Morgan and Virgil were not immune to interest in the opposite sex and in fact Virgil became enamored by a woman in her late thirties who had never been married.

She wasn't altogether uncomely in fact she was attracting interest from several of the men who were aiming to seek for gold. Virgil took offence at the attention she was getting and took these men aside one by one and advised them that it would be better for their health if they ceased having interest in her.  For some reason he would be sharpening his long Bowie knife while talking to them.

Rather sudden like, it seemed Virgil was the only one interested in her.

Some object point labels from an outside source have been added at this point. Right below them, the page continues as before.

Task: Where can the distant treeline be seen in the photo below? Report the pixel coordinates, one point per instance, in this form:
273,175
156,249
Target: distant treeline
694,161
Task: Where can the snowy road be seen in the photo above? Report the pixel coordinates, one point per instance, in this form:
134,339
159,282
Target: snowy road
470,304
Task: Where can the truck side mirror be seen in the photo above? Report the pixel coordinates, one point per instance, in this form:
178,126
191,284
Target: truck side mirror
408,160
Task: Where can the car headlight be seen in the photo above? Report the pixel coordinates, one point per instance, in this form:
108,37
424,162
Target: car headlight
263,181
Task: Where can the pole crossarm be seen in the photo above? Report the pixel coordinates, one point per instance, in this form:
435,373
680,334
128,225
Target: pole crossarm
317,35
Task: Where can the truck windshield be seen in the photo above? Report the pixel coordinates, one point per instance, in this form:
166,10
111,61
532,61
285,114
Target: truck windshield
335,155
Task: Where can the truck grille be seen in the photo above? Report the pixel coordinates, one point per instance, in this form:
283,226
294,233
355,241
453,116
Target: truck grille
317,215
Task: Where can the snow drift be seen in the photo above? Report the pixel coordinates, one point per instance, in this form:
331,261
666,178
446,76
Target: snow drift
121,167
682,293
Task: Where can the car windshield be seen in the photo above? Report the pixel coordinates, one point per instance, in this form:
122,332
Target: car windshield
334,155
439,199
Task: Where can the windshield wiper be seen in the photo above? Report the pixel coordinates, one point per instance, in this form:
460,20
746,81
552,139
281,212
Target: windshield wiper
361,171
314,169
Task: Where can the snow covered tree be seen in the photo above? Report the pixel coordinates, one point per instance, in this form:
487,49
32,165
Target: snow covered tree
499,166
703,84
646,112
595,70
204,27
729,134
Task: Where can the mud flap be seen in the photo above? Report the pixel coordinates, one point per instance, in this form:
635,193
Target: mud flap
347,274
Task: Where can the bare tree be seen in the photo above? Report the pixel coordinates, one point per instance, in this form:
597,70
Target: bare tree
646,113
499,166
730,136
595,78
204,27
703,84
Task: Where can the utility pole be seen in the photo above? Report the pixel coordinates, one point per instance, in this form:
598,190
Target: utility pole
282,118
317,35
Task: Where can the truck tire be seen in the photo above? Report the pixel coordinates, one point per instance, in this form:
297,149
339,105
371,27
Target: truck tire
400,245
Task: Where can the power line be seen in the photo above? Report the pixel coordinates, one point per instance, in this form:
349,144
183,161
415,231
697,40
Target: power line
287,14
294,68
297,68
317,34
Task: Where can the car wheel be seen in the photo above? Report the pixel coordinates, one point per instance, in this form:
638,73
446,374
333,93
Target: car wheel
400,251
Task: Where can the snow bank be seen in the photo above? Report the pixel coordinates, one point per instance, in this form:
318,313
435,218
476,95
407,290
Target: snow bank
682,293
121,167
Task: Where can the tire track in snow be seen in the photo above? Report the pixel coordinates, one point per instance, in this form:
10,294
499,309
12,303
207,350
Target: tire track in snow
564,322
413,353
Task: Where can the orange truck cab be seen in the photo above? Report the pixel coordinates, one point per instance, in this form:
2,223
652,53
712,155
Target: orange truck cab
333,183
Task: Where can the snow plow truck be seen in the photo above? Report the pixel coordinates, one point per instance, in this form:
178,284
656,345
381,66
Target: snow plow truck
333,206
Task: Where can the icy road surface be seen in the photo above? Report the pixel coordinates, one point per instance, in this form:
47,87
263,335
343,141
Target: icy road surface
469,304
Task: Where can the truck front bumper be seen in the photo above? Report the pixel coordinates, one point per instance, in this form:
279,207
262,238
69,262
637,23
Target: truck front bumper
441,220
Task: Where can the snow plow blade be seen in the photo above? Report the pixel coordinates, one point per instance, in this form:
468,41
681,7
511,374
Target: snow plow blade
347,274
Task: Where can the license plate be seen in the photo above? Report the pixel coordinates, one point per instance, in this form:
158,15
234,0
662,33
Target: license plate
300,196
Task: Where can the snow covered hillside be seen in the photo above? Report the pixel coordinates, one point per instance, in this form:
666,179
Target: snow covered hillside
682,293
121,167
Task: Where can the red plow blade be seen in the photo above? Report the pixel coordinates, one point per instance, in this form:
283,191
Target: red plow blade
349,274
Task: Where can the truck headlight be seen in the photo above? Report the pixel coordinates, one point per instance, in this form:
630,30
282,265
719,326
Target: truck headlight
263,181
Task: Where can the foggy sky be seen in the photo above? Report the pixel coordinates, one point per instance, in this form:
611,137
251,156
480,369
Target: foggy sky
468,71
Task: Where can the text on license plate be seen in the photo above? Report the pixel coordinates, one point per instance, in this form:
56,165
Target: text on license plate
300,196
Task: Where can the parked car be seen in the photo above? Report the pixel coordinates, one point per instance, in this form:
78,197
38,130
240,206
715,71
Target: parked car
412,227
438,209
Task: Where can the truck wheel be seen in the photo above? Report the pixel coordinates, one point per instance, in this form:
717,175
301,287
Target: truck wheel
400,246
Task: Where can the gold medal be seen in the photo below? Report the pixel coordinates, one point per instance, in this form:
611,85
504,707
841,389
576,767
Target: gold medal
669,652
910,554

She was a little puzzled by this, and wondered what she had done to turn the other men away.  

Anyhow she felt good about having Virgil show interest in her for he was a man with prestige being a scout and hunter, and because of this he was a very prominent person in the camp.

Most of the evenings Virgil would sit around the fire talking to her, and from time to time they would whisper in each others ear where no one else could hear.  When Morgan asked what they were saying, Virgil would say; "None of your business."

With the memory of Ellie still fresh in the mind of Morgan he was a little slower than Virgil to become friendly with the ladies, but there were three or four prospects that had caught his eye.  Of course there were also other young men interested in them also which he was aware of.

Since he had set up Ellie as his ideal none of the girls seemed to measure up to her and that became a problem for him.

Then one day he noticed a shy young girl who was fourteen years old, whose mother shooed away any of the boys that came around her. The girl kept her bonnet down on her face, and looked down as she walked.  Often Morgan would bring a rabbit or squirrel as a special treat for her folk’s dinner and soon he was one of their favorite people.  

His good manners and his respect for the family soon dispelled their objections to him talking to their daughter named Bessie.  He would join the family in the evenings when he was free and sit next to Bessie and chat, he didn't whisper in her ear for he wasn't as bold as Virgil.  Sometimes they would walk through the encampment and when out of sight of her mom they would hold hands.

He felt he would like to kiss her but wasn't sure how he felt about her and having been burned once he decided to take it slow.